Pochen auf die Jugendarbeit

■ Diskussion über die Zukunft des geschlossenen Jugendzentrums Q-free: Die möglichen Konzepte reichen vom multikulturellen Kino bis zu Angeboten des Al-Huleh-Wohltätigkeitsvereins

„Mit unserer bisherigen Jugendsozialarbeit sind wir hier im Wrangelkiez gescheitert.“ Mit diesem Eingeständnis eröffnete die bündisgrüne Jugendstadträtin Hannelore May am Mittwoch abend die Veranstaltung im Jugendzentrum Chip in der Reichenberger Straße. Eingeladen hatten sie und der Jugendhilfeausschuß (JHA), um die Zukunftsperspektiven für das geschlossene Jugendzentrum Q-free zu diskutieren. Der Jugendclub in der Cuvrystraße war im September bereits das zweite Mal vom Bezirksamt dichtgemacht worden, nachdem das Inventar von Jugendlichen zertrümmert und ein Praktikant krankenhausreif geschlagen worden war. Fest steht, daß eine Zukunft des Q-free als offenenes Jugendhaus nicht mehr zur Debatte steht.

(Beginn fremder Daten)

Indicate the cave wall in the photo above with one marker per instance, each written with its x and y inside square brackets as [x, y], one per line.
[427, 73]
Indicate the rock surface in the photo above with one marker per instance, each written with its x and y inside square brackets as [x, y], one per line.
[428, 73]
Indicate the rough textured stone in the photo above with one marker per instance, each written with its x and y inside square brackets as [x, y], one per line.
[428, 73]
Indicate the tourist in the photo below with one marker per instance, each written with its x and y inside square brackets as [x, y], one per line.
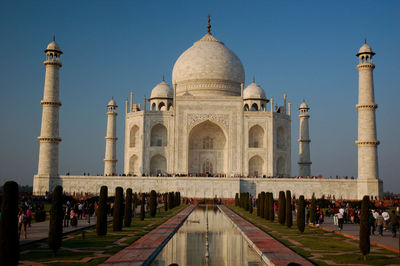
[394, 222]
[21, 222]
[379, 223]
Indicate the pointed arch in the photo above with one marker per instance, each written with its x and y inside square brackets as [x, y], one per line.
[134, 136]
[158, 136]
[256, 137]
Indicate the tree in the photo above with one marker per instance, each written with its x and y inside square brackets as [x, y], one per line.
[262, 202]
[9, 242]
[165, 199]
[301, 209]
[56, 219]
[128, 208]
[289, 215]
[271, 207]
[313, 210]
[281, 208]
[266, 206]
[101, 223]
[364, 228]
[153, 203]
[118, 209]
[142, 210]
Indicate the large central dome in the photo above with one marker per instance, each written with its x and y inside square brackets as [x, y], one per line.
[208, 68]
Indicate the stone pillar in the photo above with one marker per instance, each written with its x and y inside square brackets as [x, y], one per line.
[110, 159]
[367, 141]
[304, 142]
[49, 133]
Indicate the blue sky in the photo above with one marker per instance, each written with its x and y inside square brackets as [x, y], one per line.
[303, 48]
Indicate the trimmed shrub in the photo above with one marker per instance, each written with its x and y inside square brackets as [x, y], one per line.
[266, 206]
[271, 207]
[118, 209]
[301, 218]
[9, 242]
[142, 210]
[281, 208]
[56, 219]
[128, 208]
[313, 210]
[101, 223]
[153, 203]
[289, 215]
[364, 228]
[262, 202]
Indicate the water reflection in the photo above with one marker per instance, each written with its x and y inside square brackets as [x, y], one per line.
[225, 244]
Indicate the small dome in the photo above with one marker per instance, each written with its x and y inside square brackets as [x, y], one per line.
[162, 90]
[303, 105]
[253, 91]
[53, 46]
[112, 103]
[365, 49]
[208, 68]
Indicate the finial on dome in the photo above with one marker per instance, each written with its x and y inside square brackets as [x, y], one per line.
[209, 25]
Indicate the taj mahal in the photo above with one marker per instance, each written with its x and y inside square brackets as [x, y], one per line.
[208, 134]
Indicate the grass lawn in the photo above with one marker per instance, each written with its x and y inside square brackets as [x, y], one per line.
[92, 249]
[319, 246]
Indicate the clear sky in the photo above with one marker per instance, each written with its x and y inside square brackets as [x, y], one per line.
[303, 48]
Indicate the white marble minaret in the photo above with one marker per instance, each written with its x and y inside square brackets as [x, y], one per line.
[304, 141]
[110, 159]
[49, 134]
[366, 142]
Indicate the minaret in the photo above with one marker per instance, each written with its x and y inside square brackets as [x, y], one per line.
[304, 142]
[367, 142]
[110, 159]
[49, 133]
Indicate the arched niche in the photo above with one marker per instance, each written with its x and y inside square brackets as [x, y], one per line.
[207, 149]
[256, 137]
[134, 136]
[158, 165]
[158, 136]
[256, 166]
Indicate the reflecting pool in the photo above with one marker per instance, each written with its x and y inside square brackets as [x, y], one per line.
[207, 238]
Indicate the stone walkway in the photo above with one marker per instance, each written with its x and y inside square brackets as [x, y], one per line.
[40, 231]
[353, 231]
[146, 248]
[271, 251]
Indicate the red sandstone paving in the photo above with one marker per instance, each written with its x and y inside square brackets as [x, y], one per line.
[147, 246]
[273, 250]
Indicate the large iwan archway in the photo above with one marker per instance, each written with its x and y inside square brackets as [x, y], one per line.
[207, 149]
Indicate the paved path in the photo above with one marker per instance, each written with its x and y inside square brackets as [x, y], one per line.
[271, 250]
[142, 251]
[353, 231]
[40, 231]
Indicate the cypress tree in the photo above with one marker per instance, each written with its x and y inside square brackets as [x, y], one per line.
[281, 208]
[262, 202]
[313, 210]
[128, 208]
[9, 242]
[153, 203]
[289, 215]
[271, 207]
[56, 219]
[118, 209]
[364, 228]
[101, 222]
[301, 218]
[266, 206]
[142, 210]
[165, 199]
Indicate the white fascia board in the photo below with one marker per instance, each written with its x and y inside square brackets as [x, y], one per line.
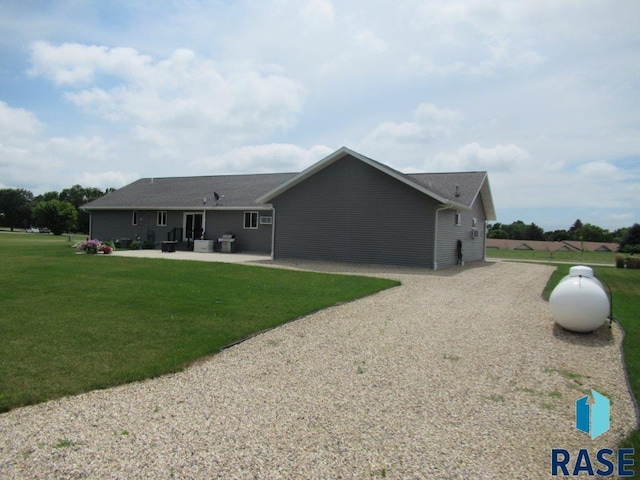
[325, 162]
[487, 199]
[184, 208]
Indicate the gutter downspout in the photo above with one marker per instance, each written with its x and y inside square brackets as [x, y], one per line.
[435, 236]
[273, 234]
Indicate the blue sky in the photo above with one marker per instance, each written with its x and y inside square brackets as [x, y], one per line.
[544, 95]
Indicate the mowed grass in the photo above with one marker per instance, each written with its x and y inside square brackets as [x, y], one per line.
[71, 323]
[625, 293]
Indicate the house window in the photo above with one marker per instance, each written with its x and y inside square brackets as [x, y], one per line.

Nichtsdestotrotz pochte das nach der Schließung gegründete Kreuzberger Projekteplenum am Mittwoch auf die Notwendigkeit von Kinder- und Jugendarbeit im Wrangelkiez. Die Situation vor allem der nichtdeutschen Jugendlichen habe sich, wie Annette Schill anmahnte, seit Anfang der neunziger Jahre verschärft, der Bezirk werde immer mehr zum Ghetto, die Integration sei gescheitert.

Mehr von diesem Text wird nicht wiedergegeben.